Dial-up dissatisfaction will keep broadband booming

Research finds that many narrowband users are getting increasingly disgruntled, and are planning to upgrade their Net connection soon

Unhappiness about the performance of narrowband Internet connections will ensure that large numbers of Web users keep upgrading to broadband, the latest research has found.

US analyst group Parks Associates predicted on Thursday that there will be a spike in demand for high-speed Internet services in America over the next few months -- suggesting that the UK's broadband boom is also unlikely to falter.

Parks Associates interviewed 2,000 households during March and April this year. Only 53 percent of the narrowband users surveyed said they were happy with their service, compared to 71 percent back in 2001, and just 11 percent were "extremely satisfied".

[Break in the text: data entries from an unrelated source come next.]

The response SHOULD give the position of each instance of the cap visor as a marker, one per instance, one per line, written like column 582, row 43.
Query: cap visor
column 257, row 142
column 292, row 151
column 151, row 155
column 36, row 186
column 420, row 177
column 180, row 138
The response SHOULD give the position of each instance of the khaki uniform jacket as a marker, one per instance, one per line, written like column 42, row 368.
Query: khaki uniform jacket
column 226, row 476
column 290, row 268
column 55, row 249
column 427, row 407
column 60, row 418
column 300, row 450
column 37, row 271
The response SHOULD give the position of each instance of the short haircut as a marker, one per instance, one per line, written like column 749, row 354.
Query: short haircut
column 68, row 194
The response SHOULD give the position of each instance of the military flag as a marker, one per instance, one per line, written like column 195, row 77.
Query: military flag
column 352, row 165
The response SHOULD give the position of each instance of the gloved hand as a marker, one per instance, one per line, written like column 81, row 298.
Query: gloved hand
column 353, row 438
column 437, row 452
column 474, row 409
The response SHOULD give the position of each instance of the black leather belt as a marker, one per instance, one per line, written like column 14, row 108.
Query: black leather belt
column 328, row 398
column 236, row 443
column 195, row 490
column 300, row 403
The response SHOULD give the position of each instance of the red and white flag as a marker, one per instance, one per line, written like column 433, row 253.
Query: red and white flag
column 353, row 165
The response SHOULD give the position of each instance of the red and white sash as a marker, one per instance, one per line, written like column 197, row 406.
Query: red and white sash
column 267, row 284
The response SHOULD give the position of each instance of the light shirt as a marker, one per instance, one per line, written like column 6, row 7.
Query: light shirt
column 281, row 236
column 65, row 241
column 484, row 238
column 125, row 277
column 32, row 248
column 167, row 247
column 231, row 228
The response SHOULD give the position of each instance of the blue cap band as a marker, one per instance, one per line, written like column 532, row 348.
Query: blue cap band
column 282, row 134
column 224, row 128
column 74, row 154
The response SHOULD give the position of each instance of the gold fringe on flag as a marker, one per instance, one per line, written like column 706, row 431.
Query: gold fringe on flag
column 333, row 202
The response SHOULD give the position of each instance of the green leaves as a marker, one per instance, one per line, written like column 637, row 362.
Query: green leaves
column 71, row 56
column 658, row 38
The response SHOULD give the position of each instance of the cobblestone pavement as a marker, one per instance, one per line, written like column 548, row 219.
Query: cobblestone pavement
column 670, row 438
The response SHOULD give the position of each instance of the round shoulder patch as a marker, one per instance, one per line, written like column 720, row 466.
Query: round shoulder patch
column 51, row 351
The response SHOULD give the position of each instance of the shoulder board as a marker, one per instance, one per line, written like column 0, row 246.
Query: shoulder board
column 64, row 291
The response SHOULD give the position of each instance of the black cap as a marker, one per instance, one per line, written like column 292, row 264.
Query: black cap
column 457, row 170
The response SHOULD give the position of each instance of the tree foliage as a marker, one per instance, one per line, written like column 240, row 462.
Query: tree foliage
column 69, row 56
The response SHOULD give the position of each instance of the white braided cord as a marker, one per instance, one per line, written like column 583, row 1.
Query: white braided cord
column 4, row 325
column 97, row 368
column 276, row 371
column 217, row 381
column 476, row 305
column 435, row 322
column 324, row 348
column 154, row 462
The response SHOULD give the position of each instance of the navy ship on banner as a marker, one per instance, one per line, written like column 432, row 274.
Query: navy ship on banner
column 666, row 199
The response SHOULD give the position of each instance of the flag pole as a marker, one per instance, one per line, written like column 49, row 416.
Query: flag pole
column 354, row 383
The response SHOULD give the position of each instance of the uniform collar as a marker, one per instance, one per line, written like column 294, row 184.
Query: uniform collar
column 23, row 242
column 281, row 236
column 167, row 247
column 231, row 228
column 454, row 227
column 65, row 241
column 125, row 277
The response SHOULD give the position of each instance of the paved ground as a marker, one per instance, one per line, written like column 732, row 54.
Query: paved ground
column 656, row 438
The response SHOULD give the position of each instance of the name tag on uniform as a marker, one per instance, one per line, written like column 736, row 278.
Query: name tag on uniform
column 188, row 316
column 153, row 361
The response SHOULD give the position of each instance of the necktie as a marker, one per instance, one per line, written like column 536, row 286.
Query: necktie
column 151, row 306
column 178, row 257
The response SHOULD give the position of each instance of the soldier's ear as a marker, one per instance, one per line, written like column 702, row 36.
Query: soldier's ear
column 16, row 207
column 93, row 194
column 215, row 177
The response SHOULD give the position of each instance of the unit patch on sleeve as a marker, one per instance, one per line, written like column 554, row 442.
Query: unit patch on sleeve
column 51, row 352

Almost 50 percent of current narrowband users told Parks Associates they were likely to upgrade to broadband soon, a significant increase on the one-third of interviewees who said this two years ago.

"When combined, these two factors suggest favourable demand for broadband in the next few quarters," said Michael Greeson, vice president and principal analyst for Parks Associates, in a statement.

"Although little has changed in the substance and quality of narrowband service, dial-up subscribers are increasingly judging the quality of their connection based on the perception of what broadband has to offer," Greeson added.

In the UK, broadband take-up is thought to still be excess of 30,000 new subscribers a week. There has been speculation that this figure could drop -- as ISPs run out of customers who had been put off by earlier high prices, but now feel happy to pay up to £30 per month for broadband.

Parks Associates' work, though, suggests that the current buoyant market is here to stay -- good news for the UK telecoms industry and broadband content providers.